Клаус молчал. И Нора.

«Араратом ковчега будет Голгофа», – подумал он. Ему сделалось сладко от этой причастности. От родства, которому нельзя умереть.

Когда закончилась музыка, другая не спешила начаться, словно служащие радио тоже прониклись особенностью ее.

И только потом показался пыхтящий на подъеме автобус, повезший их на вокзал к старомодному местному поезду.

25

Клаусу приглянулся диван в углу обширного салона библиотеки, отделенный этажерками с книгами: они выгораживали уютный прямоугольник. Спящий или просто читающий там человек не виден другим, если б они пришли.

На стенах висели портреты, выписанные с тщательностью девятнадцатого века, и только потом мелькнул залихватский двадцатый, небрежные тридцатые годы. Были и современные картины, невнятные, но чем-то приятные: городской пейзаж, пустынный, и только два нищих негра стояли в перспективе, протягивая руку к отсутствующим прохожим. Женский портрет в профиль, несомненно, Доротеи, и лежащая обнаженная, возможно, она же, ее соседство с портретом на эту мысль наводило. Художник любил ее тело: расплывчатость изображения уменьшалась по мере приближения к Евиной роще. Тут художник достигал выписанности и прозрачности Ренессанса.

– Доротея, ау, – говорил Клаус, проходя соседнюю с библиотекой комнату, и потом еще одну. Оказавшись затем в коридоре, не знал, как быть и куда направиться, – вверх по лестнице на этаж с балюстрадой, или вниз, в большой светлый зал, служивший, видимо, столовой.

– Ау, Доротея! – позвал он громче.

– Я здесь, – послышался голос. Тут Клаус заметил светлую щель неплотно закрытой двери, и открыл ее.
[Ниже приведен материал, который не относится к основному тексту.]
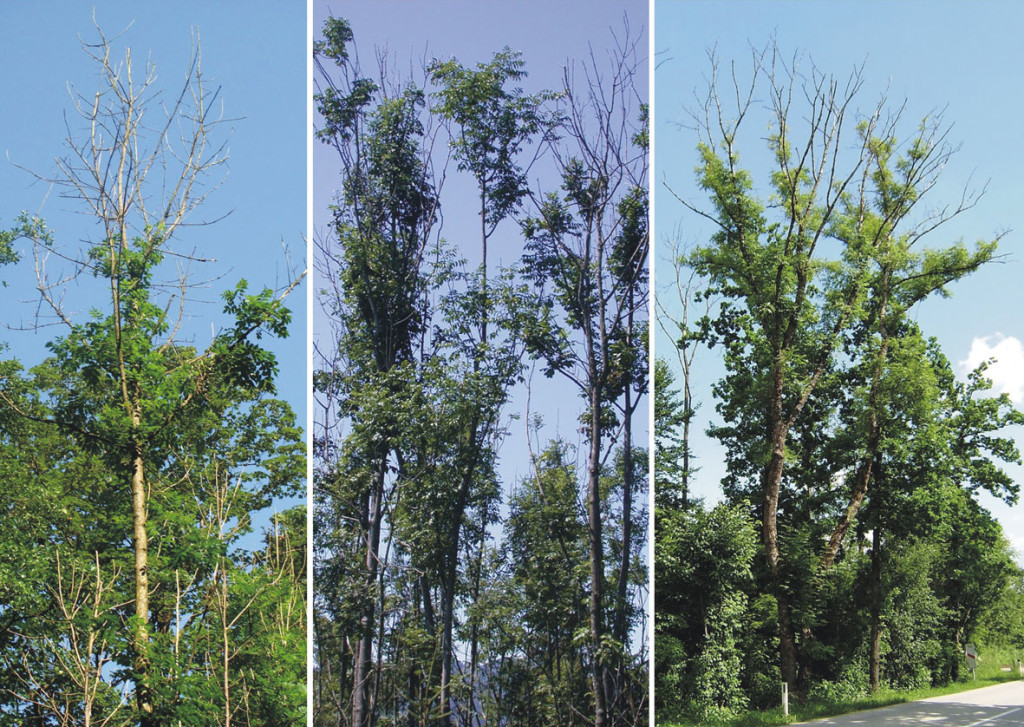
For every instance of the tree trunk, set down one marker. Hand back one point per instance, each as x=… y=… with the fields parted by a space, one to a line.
x=876 y=655
x=140 y=545
x=361 y=709
x=596 y=557
x=769 y=522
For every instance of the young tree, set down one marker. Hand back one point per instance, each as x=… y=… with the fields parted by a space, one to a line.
x=787 y=308
x=587 y=252
x=121 y=383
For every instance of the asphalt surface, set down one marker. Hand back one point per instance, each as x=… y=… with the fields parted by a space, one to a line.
x=1000 y=706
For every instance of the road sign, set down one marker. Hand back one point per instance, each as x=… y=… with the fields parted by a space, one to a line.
x=972 y=656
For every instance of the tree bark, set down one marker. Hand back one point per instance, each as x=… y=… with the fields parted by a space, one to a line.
x=596 y=556
x=876 y=655
x=361 y=708
x=140 y=545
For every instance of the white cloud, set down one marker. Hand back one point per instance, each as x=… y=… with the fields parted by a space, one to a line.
x=1007 y=372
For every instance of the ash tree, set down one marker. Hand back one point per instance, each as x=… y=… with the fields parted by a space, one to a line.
x=171 y=432
x=838 y=248
x=586 y=253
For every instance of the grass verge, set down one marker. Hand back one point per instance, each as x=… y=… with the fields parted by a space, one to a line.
x=815 y=710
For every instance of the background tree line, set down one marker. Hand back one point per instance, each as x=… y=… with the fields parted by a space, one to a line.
x=132 y=588
x=850 y=551
x=438 y=600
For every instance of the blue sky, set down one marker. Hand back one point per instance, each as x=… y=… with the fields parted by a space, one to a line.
x=260 y=66
x=962 y=57
x=548 y=34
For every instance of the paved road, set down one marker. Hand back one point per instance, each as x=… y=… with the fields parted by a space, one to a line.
x=1000 y=706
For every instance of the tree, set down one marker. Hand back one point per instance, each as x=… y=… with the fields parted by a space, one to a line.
x=786 y=307
x=124 y=387
x=586 y=252
x=489 y=124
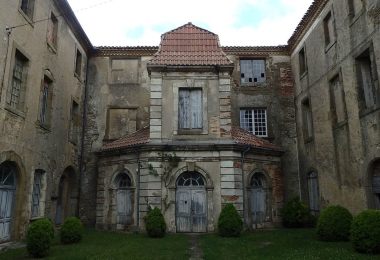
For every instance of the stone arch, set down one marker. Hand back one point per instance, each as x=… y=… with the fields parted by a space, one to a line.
x=115 y=175
x=259 y=197
x=67 y=197
x=21 y=198
x=206 y=176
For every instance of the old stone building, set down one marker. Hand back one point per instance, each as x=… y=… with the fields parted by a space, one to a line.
x=104 y=133
x=43 y=72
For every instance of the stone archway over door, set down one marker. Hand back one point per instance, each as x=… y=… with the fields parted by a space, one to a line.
x=7 y=198
x=191 y=203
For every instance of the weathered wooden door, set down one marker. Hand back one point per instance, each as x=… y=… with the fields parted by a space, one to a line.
x=7 y=197
x=191 y=210
x=191 y=203
x=257 y=205
x=124 y=207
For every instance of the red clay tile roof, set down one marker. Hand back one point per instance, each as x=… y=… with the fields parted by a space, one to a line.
x=190 y=45
x=139 y=137
x=243 y=137
x=142 y=137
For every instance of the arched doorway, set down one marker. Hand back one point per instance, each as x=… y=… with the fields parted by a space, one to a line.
x=191 y=203
x=312 y=183
x=7 y=199
x=124 y=200
x=257 y=198
x=67 y=200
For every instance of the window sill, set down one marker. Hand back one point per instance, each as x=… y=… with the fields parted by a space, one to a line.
x=303 y=74
x=52 y=48
x=14 y=111
x=189 y=132
x=368 y=110
x=340 y=124
x=328 y=46
x=308 y=140
x=26 y=17
x=356 y=17
x=43 y=126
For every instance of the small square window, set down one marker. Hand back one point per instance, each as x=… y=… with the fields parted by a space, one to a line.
x=254 y=121
x=252 y=70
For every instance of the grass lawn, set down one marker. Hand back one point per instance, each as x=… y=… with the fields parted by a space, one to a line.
x=277 y=244
x=107 y=245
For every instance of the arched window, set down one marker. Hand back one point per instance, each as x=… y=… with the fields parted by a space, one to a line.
x=258 y=201
x=312 y=183
x=190 y=179
x=7 y=195
x=376 y=184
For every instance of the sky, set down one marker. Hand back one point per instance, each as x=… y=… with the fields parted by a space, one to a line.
x=237 y=22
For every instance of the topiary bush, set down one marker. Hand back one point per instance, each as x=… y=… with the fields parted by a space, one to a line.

Апартамент Доротеи выходил на открытую часть двора перед их двухэтажным – считая по-французски – домом, на крыши, спускавшиеся по склону к нижнему городу, где вдали стояло иссиня-черное озеро.

Женщина сидела на стуле перед широкой кроватью. Вещи были вывалены из чемодана и лежали горой.

– Ты всё привезла? – удивился немного Клаус, привычно встревожившись: в коттедже на берегу не осталось, стало быть, вещей Доротеи, всегда немного заложников возвращения человека.

– Захотела обновить гардероб, – сказала она чуть извиняющимся тоном.

– Конечно, конечно, – успокоил ее Клаус.

– А зубную щетку забыла!

– Ну, ничего, ничего.

– И еще, представь себе, ночную рубашку с красной каемкой, которую ты успел полюбить.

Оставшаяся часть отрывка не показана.